Sunday, August 8, 2010

Stop the dance

I thought problem 3.3 would make a good discussions for the blog. The problem states that by altering the temperature, extreme cooling and then slow heating, that the hereditary information of the virus is not lost. This tells us that information is not stored in the form of heat and that the information is not significantly degraded in the temperature range of 0-310 K or in terms of avg. kinetic energy: 3/2Kb T = [0, 6.5 x 10^21 J (6.5 pNnm)].

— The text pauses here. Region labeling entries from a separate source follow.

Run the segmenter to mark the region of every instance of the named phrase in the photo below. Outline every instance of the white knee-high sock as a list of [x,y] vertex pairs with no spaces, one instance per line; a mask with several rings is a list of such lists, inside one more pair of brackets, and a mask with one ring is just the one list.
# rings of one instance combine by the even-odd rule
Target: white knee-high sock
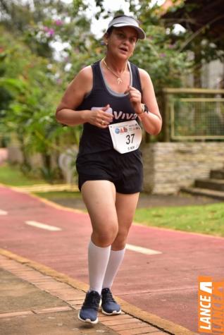
[[125,248],[121,250],[111,250],[110,258],[104,279],[103,288],[112,286],[113,279],[118,271],[118,268],[123,260]]
[[101,294],[102,285],[108,262],[111,245],[101,248],[90,240],[88,249],[89,291],[97,291]]

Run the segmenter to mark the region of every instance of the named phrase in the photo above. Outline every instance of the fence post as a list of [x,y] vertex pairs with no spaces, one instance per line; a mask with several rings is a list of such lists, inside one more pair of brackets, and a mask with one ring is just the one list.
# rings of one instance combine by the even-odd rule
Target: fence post
[[163,142],[170,142],[170,106],[168,92],[162,90]]

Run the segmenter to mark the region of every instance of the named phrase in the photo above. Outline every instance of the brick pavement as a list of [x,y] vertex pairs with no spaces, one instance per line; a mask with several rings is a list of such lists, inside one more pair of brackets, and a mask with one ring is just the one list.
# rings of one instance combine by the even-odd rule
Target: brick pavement
[[[99,322],[80,322],[77,310],[85,293],[49,274],[0,255],[0,334],[1,335],[160,335],[168,333],[122,312]],[[23,261],[25,259],[23,259]]]

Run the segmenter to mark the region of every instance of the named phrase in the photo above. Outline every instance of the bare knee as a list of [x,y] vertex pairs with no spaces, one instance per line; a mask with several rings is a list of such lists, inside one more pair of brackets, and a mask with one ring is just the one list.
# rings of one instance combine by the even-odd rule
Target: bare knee
[[112,243],[113,250],[121,250],[126,245],[129,229],[119,230],[118,234]]
[[92,234],[92,240],[99,247],[111,245],[118,235],[118,225],[106,225],[104,229],[94,229]]

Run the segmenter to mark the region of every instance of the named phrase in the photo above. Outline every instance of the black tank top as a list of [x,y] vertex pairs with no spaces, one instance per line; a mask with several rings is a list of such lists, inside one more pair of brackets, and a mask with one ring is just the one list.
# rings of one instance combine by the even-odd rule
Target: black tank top
[[[142,87],[138,68],[129,63],[132,74],[132,86],[142,93]],[[93,87],[92,91],[85,97],[77,110],[91,109],[110,104],[113,114],[111,124],[136,119],[135,112],[127,95],[114,92],[106,85],[100,68],[100,61],[92,65],[93,72]],[[113,148],[112,140],[108,128],[101,129],[86,123],[83,125],[82,134],[80,142],[78,155],[99,152]]]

So for the information to be destroyed the chemical bonds (potential energy) between the nucleotides must be broken down (energy transduction to heat) this would tend to happen with greater probability above 6.5 pNnm. Is there a way you can describe the information content in terms of the potential energy between the nucleotides?


  1. Interesting question. Probably a bit more elaboration is needed.

    Information can be measured by entropy? What are the units of entropy in thermodynamics? What are the units when it is not used in thermodynamics (e.g. in information theory)? How would you use this to gain insight into your question.

  2. Well from the free energy equation TS has units of J meaning that S has units of J.K^-1 this is the same as heat capacity (how to relate heat capacity to number of states that this heat can be distributed in?). I think that in information theory the entropy is measured in bits so number of states. It sounds to me like it is easier to measure it using just ATGC - having four possible states at each position.

    Is knowing the more complicated version similar to the situation we discussed in the last meeting about knowing the state of the gas molecules in the box?